(AP) – The National Hurricane Center says Hurricane Michael made landfall Wednesday near Mexico Beach, Florida, as a catastrophic Category 4 Hurricane, pushing a deadly storm surge and whipping the coast with 155 mph winds.
Forecasters mark landfall as the place and time when the center of the eye strikes land. Minutes earlier, Michael’s eyewall came ashore between Panama City and St. Vincent Island, and the hurricane center warned everyone inside the relative calm of the eye not to venture outside.
Hurricane-force winds extended outward up to 45 miles from the center.
Those winds were tearing some buildings apart in Panama City Beach. One beachfront structure under construction could be seen collapsing, and metal roofing material flew sideways across parking lots amid sheets of rain.
Authorities say lifeguards had to save three children who were playing in the ocean at a South Carolina beach as Hurricane Michael approached.
Beaufort County Emergency Management Division Commander Neil Baxley said a 15-year-old and two 9-year-olds were on boogie boards off Hilton Head Island around 12:15 p.m. Wednesday when the waves quickly started to pull them from shore.
Baxley says rescuers were able to make it to the children and bring them to safety.

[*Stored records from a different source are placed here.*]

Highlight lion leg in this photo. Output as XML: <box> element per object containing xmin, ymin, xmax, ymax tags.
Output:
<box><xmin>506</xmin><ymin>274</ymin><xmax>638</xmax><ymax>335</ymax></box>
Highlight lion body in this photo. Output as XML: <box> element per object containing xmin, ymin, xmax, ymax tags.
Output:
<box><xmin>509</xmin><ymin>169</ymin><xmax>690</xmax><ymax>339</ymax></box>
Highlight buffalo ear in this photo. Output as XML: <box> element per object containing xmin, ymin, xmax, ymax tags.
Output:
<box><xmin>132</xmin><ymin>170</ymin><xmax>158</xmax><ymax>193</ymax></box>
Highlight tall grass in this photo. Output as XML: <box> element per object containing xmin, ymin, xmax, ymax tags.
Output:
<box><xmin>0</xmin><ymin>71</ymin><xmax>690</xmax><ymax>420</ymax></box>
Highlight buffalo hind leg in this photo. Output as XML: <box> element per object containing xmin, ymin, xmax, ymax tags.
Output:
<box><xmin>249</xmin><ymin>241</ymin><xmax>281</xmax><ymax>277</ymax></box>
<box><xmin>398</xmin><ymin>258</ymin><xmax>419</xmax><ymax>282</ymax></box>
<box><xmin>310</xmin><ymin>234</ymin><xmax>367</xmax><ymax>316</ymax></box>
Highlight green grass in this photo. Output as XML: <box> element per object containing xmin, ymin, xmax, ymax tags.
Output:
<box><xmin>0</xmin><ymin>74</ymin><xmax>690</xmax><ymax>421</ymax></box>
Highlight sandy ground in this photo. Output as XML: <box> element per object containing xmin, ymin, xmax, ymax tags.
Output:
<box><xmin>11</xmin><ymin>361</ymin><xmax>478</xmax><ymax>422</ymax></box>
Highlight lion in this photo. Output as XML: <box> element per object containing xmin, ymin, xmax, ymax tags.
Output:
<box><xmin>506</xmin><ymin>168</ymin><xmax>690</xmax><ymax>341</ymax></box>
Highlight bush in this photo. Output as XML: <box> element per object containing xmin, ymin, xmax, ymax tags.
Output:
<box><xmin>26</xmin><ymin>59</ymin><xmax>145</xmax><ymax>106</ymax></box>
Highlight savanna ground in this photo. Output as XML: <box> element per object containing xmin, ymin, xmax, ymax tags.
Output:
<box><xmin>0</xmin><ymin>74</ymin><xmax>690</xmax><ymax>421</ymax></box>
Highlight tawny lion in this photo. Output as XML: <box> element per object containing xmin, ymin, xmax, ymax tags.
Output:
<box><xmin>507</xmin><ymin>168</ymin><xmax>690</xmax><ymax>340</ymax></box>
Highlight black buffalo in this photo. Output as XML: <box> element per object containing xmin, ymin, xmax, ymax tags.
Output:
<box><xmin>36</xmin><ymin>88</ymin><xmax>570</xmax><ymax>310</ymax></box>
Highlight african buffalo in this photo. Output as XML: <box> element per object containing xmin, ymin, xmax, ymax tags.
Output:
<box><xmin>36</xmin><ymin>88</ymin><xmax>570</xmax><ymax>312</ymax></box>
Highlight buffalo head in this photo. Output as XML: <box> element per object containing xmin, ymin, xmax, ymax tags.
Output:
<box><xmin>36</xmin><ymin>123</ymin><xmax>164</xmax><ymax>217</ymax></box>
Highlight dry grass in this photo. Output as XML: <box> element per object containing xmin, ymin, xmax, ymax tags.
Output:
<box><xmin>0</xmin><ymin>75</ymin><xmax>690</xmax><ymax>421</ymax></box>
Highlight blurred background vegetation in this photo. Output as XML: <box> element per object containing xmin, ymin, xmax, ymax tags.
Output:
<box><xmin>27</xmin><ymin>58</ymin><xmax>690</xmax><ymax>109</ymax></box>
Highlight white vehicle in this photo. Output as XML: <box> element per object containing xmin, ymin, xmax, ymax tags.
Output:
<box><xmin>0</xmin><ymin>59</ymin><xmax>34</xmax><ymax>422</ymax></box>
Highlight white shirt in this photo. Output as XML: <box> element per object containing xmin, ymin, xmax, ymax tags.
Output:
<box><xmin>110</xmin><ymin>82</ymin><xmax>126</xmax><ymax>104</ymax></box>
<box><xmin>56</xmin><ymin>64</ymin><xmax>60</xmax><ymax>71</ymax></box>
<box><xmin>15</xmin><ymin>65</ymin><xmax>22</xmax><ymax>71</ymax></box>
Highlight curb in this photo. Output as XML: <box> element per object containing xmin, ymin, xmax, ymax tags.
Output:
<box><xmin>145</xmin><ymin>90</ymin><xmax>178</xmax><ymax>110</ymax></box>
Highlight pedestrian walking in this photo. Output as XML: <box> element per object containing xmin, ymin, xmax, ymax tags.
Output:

Officials in South Carolina say they are more concerned about tornadoes than flooding from Hurricane Michael.
The National Weather Service says tornadoes are possible across the Florida Panhandle, southeast Georgia and southern South Carolina through Thursday morning as Michael moves inland.
Beaufort County Emergency Management Division Commander Neil Baxley says the tornadoes can spin up fast with little warning in the rainbands of the weakening hurricane.
South Carolina saw 47 tornadoes in two days in 2004 as Tropical Storm Frances move north from the Florida Panhandle.
Baxley says the 1-to-2-foot storm surge predicted for areas like Hilton Head Island is not even enough to trigger a warning.
Along with tornadoes, forecasters are warning of flash flooding from heavy rain and trees and power lines knocked down by gusty winds.